# Trouble porting mlocate



## wojtech (Aug 4, 2014)

mlocate is a much better alternative to the current locate/glocate since it allows filtering of returned files by permission (it uses a common database but only lists those files to a user that he has access to). It also does differential DB updates which are much quicker.
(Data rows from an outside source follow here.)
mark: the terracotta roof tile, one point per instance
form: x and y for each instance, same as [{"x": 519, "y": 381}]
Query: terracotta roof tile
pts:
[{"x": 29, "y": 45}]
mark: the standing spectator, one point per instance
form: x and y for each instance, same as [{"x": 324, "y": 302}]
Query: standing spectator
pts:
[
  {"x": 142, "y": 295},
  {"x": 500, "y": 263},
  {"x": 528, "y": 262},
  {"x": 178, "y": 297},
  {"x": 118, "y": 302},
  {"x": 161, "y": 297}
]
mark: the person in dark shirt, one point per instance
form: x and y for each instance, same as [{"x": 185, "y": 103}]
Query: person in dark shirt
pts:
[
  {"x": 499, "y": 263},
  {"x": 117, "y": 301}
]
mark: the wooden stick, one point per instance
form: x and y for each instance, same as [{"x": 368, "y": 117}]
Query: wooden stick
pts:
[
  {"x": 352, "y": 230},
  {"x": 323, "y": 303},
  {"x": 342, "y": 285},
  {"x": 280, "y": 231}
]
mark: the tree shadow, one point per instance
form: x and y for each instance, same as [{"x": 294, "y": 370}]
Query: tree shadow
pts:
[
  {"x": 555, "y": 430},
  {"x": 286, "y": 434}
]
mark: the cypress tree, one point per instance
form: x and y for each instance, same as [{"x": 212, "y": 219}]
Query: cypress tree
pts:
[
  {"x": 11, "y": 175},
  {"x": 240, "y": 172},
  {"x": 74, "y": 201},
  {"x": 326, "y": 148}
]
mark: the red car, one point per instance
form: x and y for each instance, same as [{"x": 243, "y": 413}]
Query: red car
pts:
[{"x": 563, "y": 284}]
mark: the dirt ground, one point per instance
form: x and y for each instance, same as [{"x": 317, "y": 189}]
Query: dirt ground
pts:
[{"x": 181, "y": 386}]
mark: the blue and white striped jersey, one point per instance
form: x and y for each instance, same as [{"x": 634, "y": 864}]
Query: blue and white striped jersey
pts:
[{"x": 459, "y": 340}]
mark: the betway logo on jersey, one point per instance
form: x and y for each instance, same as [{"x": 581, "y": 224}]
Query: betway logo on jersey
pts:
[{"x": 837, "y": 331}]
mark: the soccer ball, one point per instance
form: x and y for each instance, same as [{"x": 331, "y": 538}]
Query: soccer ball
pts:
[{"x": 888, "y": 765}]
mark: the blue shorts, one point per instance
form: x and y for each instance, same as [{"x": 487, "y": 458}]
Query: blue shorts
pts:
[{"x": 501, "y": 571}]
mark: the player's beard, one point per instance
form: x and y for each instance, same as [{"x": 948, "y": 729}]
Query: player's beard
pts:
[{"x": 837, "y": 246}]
Anyways my colleague and I have tried to get this to work under FreeBSD. The problems are mainly build related, compatibility wise it appears to have been working in the past (at least under MacOS http://chetanislazy.com/blog/2010/06/25 ... -mac-os-x/). Our experience with FreeBSD is really limited though and the maintainer of mlocate cannot really help either. For somebody with porting experience it could be a really easy fix.

Here are some resources:

source tar: https://fedorahosted.org/releases/m/l/m ... .26.tar.xz
repository: http://hg.fedorahosted.org/hg/mlocate
current status: https://fedorahosted.org/mlocate/ticket/33


----------



## SirDice (Aug 4, 2014)

locate(1) is part of the base OS.


----------



## wojtech (Aug 6, 2014)

I am well aware of that but locate is not mlocate (or slocate)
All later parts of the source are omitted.